The comic section in retailers is busy and can be cluttered. Dedicated FSDUs lift the product off the shelf and demand consumer attention. With a good pricing strategy, strong cover gifts and a well presented front cover, I am guessing the publisher is hoping that consumers will ‘buy and try’ the comics – potentially coming back for more. The licensors for Noddy and Danger Mouse must be pleased to see the effort that DC Thomson are putting into selling the titles and that they are not just sitting back and waiting to see what happens.
I was also impressed by Foyles’ window and shop displays for the film release of Swallows and Amazons. In the context of Foyles this was mostly focused on selling Swallows and Amazons books – with the original novel re-jacketed with a movie still and branding. But it is good to see how retailers and, in this case, publishers are coordinating opportunities like movie releases.
They create a great opportunity to engage with consumers and to ride on the back of the PR that movie releases generate. In cases like this the retailer has to have a good radar for what is in the pipeline event wise – also I think it is important that retailers consider different opportunities and try to offer consumers a different story to their competitors.

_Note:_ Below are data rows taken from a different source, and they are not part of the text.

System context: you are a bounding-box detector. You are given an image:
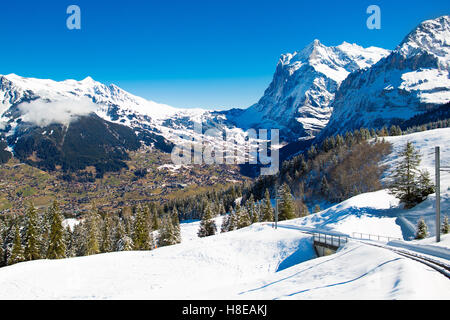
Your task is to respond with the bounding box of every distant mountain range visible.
[0,16,450,175]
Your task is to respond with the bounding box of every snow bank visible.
[0,225,315,299]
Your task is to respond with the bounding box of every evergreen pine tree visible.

Swallows and Amazons has got a couple of interesting licensed products associated with it, including a ceramics range being sold exclusively via Nauticalia – a specialist retailer – this is a good example of a licensor and retailer finding a brand match and licensing reaching into a new retail channel.
It was also interesting to see value card retailer Card Factory featuring ‘kids character cards’ in their window posters – promoting character greeting cards including Fireman Sam, Shopkins and Paw Patrol for 99p. This is a great indication that retailers believe in the selling power of licensed characters and I guess that they feel their consumers are looking for ‘value’ but still want to buy into their favourite characters.
The trade off for licensors here is making sure that the value proposition delivers good volume and doesn’t interrupt activity in other retail channels. Hopefully this is also a good sign that retailers such as Card Factory recognise that licensing and characters can make a difference in their business.
Finally, I thought the street art tribute that I spotted to the late Kenny Baker on London’s South Bank was a great example of the reach of Star Wars and the love that consumers have for the Star Wars characters. I think it was a lovely tribute to Kenny.